NEW DELHI: Mahkamah Agung pada hari Rabu mengeluarkan pemberitahuan kepada tiga mahasiswa Jindal Global Law School di Haryana yang dituduh melakukan pelecehan seksual terhadap seorang mahasiswa junior kursus BBA/MBA.
Pemberitahuan tersebut akan diberikan kepada tiga siswa – Hardik Sikri, Vikas Garg dan Karan Chhabra – oleh pengawas penjara di Sonipat saat mereka berada dalam tahanan yudisial.
Gadis korban meminta agar penyidikan atas tuduhan “pemerkosaan, intimidasi kriminal, hubungan seks tidak wajar dan pelanggaran lainnya” dipindahkan dari Kepolisian Haryana ke Biro Investigasi Pusat (SBI).
Saat menyampaikan pemberitahuan kepada para mahasiswa hukum, hakim cuti Mahkamah Agung yang terdiri dari Hakim AKSikri dan Hakim Uday Umesh Lalit mengamati, “Apa yang akan terjadi… terdakwa akan menjadi pengacara.”
Dengan sidang berikutnya atas permohonan gadis korban pada tanggal 29 Mei, pengadilan memberikan waktu kepada Jaksa Agung Tambahan – petugas hukum pemerintah – Pinki Anand untuk meminta instruksi dari CBI tentang permohonan pengalihan penyelidikan dari Polisi Haryana ke sana ( CBI).
Pengadilan mengeluarkan pemberitahuan kepada pemerintah Haryana dan CBI pada 25 Mei.
Korban, seorang mahasiswa tahun kedua dari kursus BBA/MBA terintegrasi lima tahun di Jindal Global University di distrik Sonipat, menuduh bahwa dia dilecehkan secara seksual oleh Hardik Sikri, Vikas Garg dan Karan Chhabra.
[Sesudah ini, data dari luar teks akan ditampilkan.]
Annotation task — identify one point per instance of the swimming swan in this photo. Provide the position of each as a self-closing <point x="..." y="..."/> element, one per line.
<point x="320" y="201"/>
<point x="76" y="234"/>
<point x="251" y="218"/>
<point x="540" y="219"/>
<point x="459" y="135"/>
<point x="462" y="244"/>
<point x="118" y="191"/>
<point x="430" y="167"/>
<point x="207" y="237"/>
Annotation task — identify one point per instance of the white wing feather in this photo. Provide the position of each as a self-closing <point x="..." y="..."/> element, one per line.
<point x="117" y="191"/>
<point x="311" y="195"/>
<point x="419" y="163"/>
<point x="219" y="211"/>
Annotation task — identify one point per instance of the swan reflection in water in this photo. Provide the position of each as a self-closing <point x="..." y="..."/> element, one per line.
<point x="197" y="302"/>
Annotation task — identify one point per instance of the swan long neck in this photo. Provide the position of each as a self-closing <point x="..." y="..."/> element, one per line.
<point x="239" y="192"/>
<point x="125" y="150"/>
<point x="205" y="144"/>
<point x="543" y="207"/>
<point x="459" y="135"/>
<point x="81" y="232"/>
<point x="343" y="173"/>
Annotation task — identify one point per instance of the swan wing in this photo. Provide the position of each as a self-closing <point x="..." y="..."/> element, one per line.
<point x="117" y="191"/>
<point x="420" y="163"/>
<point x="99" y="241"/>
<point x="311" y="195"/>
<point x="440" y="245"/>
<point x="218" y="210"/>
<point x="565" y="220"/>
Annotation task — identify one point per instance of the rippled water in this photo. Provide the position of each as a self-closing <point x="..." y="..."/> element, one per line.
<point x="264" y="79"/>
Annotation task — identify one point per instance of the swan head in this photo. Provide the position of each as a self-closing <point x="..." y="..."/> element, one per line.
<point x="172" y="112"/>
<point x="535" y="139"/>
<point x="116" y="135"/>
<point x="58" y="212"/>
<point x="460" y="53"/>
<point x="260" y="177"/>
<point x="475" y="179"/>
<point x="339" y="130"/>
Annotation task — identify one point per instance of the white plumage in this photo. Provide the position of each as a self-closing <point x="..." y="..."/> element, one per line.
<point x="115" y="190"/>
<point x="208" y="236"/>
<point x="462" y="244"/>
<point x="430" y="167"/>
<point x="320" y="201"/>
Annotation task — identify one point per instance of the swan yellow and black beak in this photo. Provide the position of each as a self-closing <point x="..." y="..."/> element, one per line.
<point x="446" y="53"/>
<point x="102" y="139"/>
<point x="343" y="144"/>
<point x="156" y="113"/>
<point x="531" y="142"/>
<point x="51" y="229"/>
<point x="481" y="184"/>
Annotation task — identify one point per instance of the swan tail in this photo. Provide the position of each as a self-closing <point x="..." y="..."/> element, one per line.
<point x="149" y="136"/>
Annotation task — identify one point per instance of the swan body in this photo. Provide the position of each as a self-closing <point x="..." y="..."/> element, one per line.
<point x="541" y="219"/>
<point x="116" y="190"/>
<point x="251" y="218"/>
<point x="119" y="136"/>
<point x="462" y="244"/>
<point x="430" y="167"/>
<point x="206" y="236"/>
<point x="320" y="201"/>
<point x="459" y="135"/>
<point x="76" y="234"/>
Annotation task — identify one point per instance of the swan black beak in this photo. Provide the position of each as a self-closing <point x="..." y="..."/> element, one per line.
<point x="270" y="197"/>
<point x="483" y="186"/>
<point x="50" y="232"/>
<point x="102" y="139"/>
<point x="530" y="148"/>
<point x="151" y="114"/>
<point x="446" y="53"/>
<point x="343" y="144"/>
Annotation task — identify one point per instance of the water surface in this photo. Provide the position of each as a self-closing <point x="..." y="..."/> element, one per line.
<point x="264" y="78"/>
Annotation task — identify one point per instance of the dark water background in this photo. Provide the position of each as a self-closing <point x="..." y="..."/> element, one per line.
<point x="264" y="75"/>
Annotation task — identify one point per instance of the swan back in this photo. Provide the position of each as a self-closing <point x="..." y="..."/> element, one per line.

Mereka dua tahun lebih tua darinya.
Advokat senior Indira Jaising, yang membela gadis korban pada tanggal 25 Mei, mengatakan kepada pengadilan bahwa selain merupakan kejahatan terhadap seseorang, ini juga merupakan kejahatan dunia maya dan polisi setempat tidak mengetahui adanya pelanggaran yang melibatkan teknologi informasi.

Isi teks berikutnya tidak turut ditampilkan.